DCFS will not do anything besides issue a finding of supported, unsupported, something else meaning exonerated. The reason DCFS won't do more is that you are the custodial parent, therefore, the child's living situation is secure. There are so many children whose primary custodial situations are insecure that their resources have to be devoted to gaining a secure custodial arrangement for those children. Parent-time adjustments are seen as something you can pursue in the divorce court, not juvenile court, which has got jurisdiction only over clear and convincing abuse and neglect situations--which your case isn't.

Supervised parent-time will not be a long-term solution because Utah law requires that supervised parent-time have an end-game. There must be provisions for what the noncustodial parent must do to regain parent-time.
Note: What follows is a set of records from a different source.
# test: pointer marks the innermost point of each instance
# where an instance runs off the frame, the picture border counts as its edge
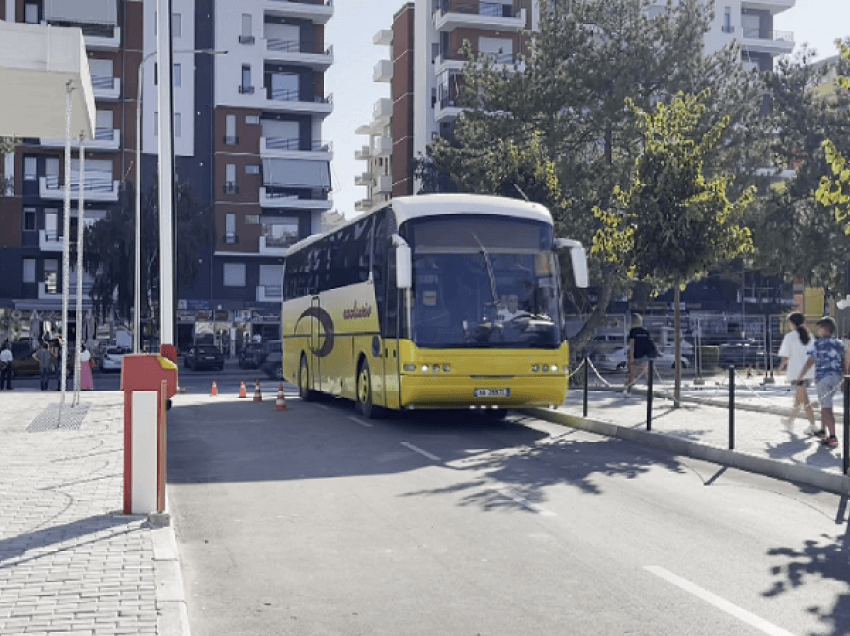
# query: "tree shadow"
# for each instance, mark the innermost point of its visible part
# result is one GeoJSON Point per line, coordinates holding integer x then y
{"type": "Point", "coordinates": [822, 559]}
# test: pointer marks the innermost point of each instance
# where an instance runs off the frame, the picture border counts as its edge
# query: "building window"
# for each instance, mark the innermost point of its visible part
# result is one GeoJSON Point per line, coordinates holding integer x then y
{"type": "Point", "coordinates": [230, 186]}
{"type": "Point", "coordinates": [28, 270]}
{"type": "Point", "coordinates": [30, 169]}
{"type": "Point", "coordinates": [230, 137]}
{"type": "Point", "coordinates": [29, 220]}
{"type": "Point", "coordinates": [234, 274]}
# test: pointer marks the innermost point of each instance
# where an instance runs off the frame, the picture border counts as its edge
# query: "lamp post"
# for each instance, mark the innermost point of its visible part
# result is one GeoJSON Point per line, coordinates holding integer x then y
{"type": "Point", "coordinates": [137, 304]}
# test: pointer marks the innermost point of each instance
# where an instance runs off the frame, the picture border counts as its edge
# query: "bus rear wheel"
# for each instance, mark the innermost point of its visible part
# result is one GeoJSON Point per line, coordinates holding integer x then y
{"type": "Point", "coordinates": [304, 381]}
{"type": "Point", "coordinates": [364, 393]}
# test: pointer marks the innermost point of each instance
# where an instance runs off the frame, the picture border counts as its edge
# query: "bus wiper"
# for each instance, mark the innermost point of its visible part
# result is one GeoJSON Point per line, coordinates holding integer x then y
{"type": "Point", "coordinates": [493, 290]}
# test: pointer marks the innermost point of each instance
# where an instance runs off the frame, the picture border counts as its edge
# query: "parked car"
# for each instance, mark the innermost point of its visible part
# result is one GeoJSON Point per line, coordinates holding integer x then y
{"type": "Point", "coordinates": [273, 365]}
{"type": "Point", "coordinates": [618, 360]}
{"type": "Point", "coordinates": [112, 358]}
{"type": "Point", "coordinates": [252, 356]}
{"type": "Point", "coordinates": [204, 357]}
{"type": "Point", "coordinates": [744, 353]}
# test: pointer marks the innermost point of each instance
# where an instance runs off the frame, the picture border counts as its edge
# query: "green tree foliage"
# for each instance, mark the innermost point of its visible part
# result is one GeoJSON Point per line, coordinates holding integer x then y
{"type": "Point", "coordinates": [565, 102]}
{"type": "Point", "coordinates": [110, 248]}
{"type": "Point", "coordinates": [673, 225]}
{"type": "Point", "coordinates": [793, 233]}
{"type": "Point", "coordinates": [834, 191]}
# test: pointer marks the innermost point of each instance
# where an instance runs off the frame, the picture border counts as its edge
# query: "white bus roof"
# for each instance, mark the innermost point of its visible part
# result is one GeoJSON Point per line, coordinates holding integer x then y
{"type": "Point", "coordinates": [419, 206]}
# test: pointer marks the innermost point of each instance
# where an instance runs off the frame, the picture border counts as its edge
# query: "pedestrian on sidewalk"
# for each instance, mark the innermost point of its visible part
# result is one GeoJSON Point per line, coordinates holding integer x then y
{"type": "Point", "coordinates": [794, 352]}
{"type": "Point", "coordinates": [827, 357]}
{"type": "Point", "coordinates": [86, 380]}
{"type": "Point", "coordinates": [6, 358]}
{"type": "Point", "coordinates": [641, 350]}
{"type": "Point", "coordinates": [45, 365]}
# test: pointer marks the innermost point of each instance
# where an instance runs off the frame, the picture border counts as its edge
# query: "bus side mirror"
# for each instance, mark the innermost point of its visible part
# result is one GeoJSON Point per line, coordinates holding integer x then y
{"type": "Point", "coordinates": [403, 263]}
{"type": "Point", "coordinates": [578, 257]}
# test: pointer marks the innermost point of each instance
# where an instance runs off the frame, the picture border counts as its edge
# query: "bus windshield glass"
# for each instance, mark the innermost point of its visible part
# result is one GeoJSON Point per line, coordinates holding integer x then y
{"type": "Point", "coordinates": [484, 282]}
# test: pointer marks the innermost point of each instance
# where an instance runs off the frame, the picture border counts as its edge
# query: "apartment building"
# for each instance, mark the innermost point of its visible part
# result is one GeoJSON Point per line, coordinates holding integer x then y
{"type": "Point", "coordinates": [31, 212]}
{"type": "Point", "coordinates": [424, 67]}
{"type": "Point", "coordinates": [249, 102]}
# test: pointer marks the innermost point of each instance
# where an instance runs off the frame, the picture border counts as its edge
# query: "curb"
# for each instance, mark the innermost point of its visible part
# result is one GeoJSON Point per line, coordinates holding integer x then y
{"type": "Point", "coordinates": [172, 611]}
{"type": "Point", "coordinates": [836, 483]}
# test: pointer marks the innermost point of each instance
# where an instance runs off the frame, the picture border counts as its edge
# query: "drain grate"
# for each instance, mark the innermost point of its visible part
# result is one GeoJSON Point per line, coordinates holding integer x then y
{"type": "Point", "coordinates": [72, 418]}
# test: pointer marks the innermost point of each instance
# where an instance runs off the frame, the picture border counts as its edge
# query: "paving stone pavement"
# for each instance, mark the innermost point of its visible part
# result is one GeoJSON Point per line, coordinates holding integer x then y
{"type": "Point", "coordinates": [70, 562]}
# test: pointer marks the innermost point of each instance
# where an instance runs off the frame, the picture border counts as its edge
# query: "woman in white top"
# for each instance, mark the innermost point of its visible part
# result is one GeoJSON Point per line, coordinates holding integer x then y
{"type": "Point", "coordinates": [794, 353]}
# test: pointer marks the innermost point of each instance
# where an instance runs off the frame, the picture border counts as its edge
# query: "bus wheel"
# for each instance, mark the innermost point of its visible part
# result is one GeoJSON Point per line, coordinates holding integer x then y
{"type": "Point", "coordinates": [364, 393]}
{"type": "Point", "coordinates": [304, 381]}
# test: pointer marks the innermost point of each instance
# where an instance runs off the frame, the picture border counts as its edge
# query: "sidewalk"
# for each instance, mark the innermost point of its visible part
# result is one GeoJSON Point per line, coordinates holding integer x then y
{"type": "Point", "coordinates": [70, 561]}
{"type": "Point", "coordinates": [700, 427]}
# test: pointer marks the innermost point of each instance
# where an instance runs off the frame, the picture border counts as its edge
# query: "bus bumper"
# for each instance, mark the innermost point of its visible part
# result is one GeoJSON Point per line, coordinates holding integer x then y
{"type": "Point", "coordinates": [460, 392]}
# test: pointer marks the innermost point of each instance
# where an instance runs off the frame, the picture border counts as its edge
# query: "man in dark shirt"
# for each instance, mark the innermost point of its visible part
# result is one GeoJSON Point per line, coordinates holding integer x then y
{"type": "Point", "coordinates": [641, 350]}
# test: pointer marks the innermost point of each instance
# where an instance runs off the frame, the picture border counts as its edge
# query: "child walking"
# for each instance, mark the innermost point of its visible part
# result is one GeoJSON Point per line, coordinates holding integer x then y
{"type": "Point", "coordinates": [827, 357]}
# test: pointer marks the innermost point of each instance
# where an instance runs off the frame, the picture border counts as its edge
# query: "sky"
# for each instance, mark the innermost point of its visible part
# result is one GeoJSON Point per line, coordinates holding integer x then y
{"type": "Point", "coordinates": [350, 31]}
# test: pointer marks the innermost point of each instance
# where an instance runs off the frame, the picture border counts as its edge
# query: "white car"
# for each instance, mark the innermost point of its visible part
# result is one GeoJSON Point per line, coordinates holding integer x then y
{"type": "Point", "coordinates": [112, 357]}
{"type": "Point", "coordinates": [618, 360]}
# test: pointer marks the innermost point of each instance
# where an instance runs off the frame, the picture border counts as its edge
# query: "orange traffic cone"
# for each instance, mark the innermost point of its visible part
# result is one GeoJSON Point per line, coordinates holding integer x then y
{"type": "Point", "coordinates": [280, 403]}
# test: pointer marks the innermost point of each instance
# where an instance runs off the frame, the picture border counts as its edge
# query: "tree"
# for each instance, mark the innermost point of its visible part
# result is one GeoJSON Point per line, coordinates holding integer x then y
{"type": "Point", "coordinates": [567, 96]}
{"type": "Point", "coordinates": [673, 225]}
{"type": "Point", "coordinates": [110, 248]}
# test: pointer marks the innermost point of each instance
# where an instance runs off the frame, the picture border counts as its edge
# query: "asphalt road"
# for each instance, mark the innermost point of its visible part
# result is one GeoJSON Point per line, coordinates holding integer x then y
{"type": "Point", "coordinates": [313, 521]}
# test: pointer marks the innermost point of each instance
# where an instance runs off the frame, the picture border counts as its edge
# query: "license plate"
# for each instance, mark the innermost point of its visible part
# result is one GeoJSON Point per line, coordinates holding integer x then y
{"type": "Point", "coordinates": [492, 392]}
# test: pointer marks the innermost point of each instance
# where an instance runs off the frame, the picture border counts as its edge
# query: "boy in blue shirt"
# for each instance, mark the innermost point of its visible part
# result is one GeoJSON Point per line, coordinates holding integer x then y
{"type": "Point", "coordinates": [827, 356]}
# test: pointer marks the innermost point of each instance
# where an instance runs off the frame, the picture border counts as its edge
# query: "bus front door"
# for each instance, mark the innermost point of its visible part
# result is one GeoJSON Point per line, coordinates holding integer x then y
{"type": "Point", "coordinates": [316, 337]}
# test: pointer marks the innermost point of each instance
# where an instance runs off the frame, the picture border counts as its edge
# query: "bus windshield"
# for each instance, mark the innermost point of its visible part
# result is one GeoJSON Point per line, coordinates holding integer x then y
{"type": "Point", "coordinates": [484, 281]}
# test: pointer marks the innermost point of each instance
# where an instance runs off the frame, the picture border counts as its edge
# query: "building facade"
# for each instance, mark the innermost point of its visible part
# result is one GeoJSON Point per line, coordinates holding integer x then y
{"type": "Point", "coordinates": [249, 102]}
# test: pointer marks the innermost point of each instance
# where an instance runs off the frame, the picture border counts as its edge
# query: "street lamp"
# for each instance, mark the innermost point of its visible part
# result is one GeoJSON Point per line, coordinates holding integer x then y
{"type": "Point", "coordinates": [137, 304]}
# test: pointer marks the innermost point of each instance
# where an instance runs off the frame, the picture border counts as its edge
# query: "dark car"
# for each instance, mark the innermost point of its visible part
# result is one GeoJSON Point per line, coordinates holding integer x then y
{"type": "Point", "coordinates": [204, 357]}
{"type": "Point", "coordinates": [252, 356]}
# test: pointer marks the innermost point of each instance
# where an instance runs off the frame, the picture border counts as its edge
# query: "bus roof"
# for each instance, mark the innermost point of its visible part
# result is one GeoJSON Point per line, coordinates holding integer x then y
{"type": "Point", "coordinates": [419, 206]}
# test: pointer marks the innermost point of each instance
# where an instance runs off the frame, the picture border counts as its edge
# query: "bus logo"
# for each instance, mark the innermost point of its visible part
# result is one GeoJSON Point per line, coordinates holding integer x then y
{"type": "Point", "coordinates": [327, 323]}
{"type": "Point", "coordinates": [357, 312]}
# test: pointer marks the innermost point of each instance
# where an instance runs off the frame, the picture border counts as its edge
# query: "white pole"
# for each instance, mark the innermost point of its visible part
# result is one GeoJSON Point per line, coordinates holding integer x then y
{"type": "Point", "coordinates": [81, 214]}
{"type": "Point", "coordinates": [166, 176]}
{"type": "Point", "coordinates": [66, 251]}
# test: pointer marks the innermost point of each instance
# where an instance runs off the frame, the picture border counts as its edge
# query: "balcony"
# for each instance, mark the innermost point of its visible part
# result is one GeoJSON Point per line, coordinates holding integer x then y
{"type": "Point", "coordinates": [98, 186]}
{"type": "Point", "coordinates": [270, 293]}
{"type": "Point", "coordinates": [285, 148]}
{"type": "Point", "coordinates": [104, 139]}
{"type": "Point", "coordinates": [384, 184]}
{"type": "Point", "coordinates": [272, 198]}
{"type": "Point", "coordinates": [496, 16]}
{"type": "Point", "coordinates": [106, 87]}
{"type": "Point", "coordinates": [383, 109]}
{"type": "Point", "coordinates": [318, 11]}
{"type": "Point", "coordinates": [275, 246]}
{"type": "Point", "coordinates": [291, 101]}
{"type": "Point", "coordinates": [383, 71]}
{"type": "Point", "coordinates": [50, 241]}
{"type": "Point", "coordinates": [763, 41]}
{"type": "Point", "coordinates": [293, 52]}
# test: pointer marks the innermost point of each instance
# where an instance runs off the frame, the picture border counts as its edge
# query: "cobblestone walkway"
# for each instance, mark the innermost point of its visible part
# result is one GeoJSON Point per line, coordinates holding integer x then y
{"type": "Point", "coordinates": [70, 563]}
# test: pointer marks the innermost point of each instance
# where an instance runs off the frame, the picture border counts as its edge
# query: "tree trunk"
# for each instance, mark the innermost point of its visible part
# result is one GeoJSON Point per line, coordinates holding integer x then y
{"type": "Point", "coordinates": [677, 348]}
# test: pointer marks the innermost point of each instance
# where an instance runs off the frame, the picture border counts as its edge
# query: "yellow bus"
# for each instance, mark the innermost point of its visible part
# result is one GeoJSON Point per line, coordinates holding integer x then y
{"type": "Point", "coordinates": [431, 301]}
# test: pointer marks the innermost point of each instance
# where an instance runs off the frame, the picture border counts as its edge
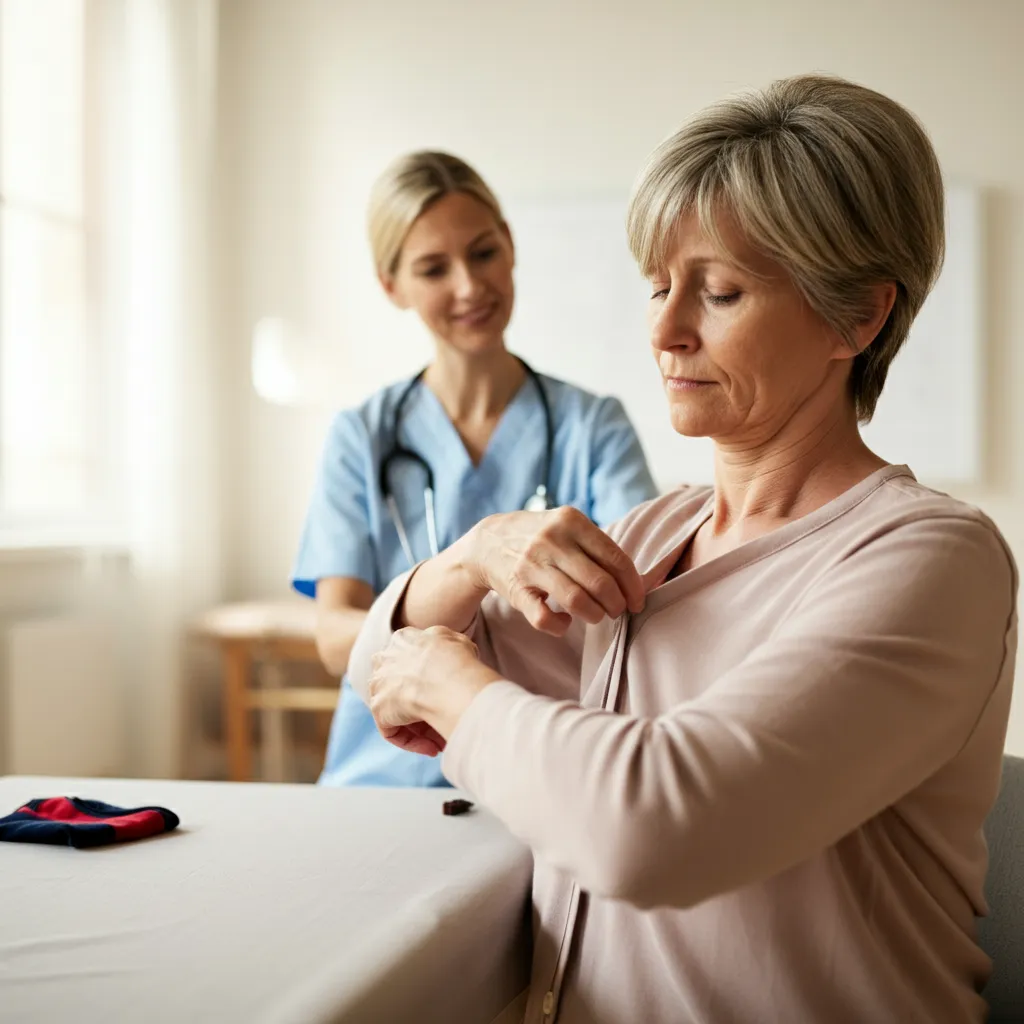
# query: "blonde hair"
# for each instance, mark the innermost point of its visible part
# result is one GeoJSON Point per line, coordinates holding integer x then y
{"type": "Point", "coordinates": [404, 190]}
{"type": "Point", "coordinates": [834, 181]}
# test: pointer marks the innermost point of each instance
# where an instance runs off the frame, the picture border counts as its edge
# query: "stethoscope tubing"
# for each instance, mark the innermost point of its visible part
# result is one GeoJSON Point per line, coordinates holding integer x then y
{"type": "Point", "coordinates": [397, 451]}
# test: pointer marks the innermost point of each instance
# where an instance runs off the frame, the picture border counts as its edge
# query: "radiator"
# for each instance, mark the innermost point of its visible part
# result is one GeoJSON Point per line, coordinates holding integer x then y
{"type": "Point", "coordinates": [65, 699]}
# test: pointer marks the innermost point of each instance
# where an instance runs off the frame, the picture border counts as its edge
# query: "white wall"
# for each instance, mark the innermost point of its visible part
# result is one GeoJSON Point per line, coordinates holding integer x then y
{"type": "Point", "coordinates": [550, 98]}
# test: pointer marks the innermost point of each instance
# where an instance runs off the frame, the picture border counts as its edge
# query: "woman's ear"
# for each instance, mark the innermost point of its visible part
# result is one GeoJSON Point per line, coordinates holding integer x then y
{"type": "Point", "coordinates": [391, 289]}
{"type": "Point", "coordinates": [881, 301]}
{"type": "Point", "coordinates": [883, 298]}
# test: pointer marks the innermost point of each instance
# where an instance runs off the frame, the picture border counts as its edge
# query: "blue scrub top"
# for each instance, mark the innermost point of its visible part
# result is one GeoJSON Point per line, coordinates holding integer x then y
{"type": "Point", "coordinates": [597, 465]}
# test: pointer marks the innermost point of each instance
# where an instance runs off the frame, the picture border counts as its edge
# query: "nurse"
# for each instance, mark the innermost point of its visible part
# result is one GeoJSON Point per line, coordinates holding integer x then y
{"type": "Point", "coordinates": [476, 432]}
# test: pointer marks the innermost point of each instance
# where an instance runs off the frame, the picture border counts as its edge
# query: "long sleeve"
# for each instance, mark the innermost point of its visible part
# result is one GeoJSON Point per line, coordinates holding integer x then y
{"type": "Point", "coordinates": [541, 664]}
{"type": "Point", "coordinates": [875, 681]}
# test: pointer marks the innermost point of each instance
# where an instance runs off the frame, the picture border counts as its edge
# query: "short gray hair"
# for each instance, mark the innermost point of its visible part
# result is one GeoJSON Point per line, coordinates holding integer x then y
{"type": "Point", "coordinates": [836, 182]}
{"type": "Point", "coordinates": [404, 190]}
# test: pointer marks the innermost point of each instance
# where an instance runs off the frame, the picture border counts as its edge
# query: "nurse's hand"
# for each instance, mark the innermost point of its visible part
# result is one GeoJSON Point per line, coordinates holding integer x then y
{"type": "Point", "coordinates": [421, 684]}
{"type": "Point", "coordinates": [534, 559]}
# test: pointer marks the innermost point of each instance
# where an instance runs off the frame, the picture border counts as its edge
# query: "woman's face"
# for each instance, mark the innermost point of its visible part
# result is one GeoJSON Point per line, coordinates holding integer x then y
{"type": "Point", "coordinates": [456, 271]}
{"type": "Point", "coordinates": [740, 353]}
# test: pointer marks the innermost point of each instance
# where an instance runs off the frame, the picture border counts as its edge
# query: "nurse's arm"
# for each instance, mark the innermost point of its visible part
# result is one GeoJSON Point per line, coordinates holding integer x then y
{"type": "Point", "coordinates": [342, 603]}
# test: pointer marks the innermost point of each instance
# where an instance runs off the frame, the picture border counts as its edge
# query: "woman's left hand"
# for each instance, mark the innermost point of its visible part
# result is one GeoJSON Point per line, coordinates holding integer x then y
{"type": "Point", "coordinates": [421, 684]}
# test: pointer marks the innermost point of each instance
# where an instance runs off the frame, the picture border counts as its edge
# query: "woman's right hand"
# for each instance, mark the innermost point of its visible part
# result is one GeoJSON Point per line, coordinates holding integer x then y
{"type": "Point", "coordinates": [536, 559]}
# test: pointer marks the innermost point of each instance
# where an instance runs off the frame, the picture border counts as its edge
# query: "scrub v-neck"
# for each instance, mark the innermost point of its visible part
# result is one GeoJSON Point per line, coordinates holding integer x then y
{"type": "Point", "coordinates": [511, 425]}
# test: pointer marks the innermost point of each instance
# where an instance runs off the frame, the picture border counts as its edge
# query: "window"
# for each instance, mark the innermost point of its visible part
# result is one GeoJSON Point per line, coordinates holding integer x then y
{"type": "Point", "coordinates": [51, 470]}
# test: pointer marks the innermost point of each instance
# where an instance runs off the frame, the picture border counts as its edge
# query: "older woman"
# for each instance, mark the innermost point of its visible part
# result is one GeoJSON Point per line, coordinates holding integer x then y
{"type": "Point", "coordinates": [754, 740]}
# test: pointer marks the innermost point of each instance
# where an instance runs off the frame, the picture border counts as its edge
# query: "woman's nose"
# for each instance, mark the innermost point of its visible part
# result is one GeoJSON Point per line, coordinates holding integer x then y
{"type": "Point", "coordinates": [467, 285]}
{"type": "Point", "coordinates": [673, 326]}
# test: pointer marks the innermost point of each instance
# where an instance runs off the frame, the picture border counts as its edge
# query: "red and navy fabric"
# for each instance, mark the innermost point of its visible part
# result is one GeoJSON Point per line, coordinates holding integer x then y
{"type": "Point", "coordinates": [72, 821]}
No therapist with professional ethics will opine to the court about what parent-time arrangement is in the child's best interest because treating a child isn't the same as doing a forensic evaluation of a parent-time situation. Professionals who can do an evaluation are out there, but they won't be the same person as the treating therapist. The treating therapist can opine on specific things, but will not be open-ended, and judges, especially Commissioners, don't want to put children in the position of having their confidential therapy records put before the court to be fought over by their parents. This is the general view, if your situation is different, a court will hear it--just don't be wrong that your situation was special.

There will be sympathy for your parent-time situation in court. The heart of the issue is designing a solution. Your ex is not going away, and the court doesn't have authority to get rid of him. He's got a constitutional right to parent--to some identifiable degree, and the court must respect that.

Maybe some medication regimen must be in place before parent-time. No driving the child, or something. Success will depend on coming up with a scheme that will work.

The problem that you face is that you, as a parent, see your opinion and the child's best interests as fully congruent. The court sees you as a litigant whose opinion may, in some respects, correspond with the child's best interest as interpreted under the law; or, it may not. But you will feel that you are not entirely trusted in the process. Don't get offended by that. What you're feeling is true, you're not entirely trusted. From experience, the court views litigants as highly animated by negative feelings toward their ex in addition to having valid concerns for their children. The court's got to tease those motivations apart, and that can seem really unfair.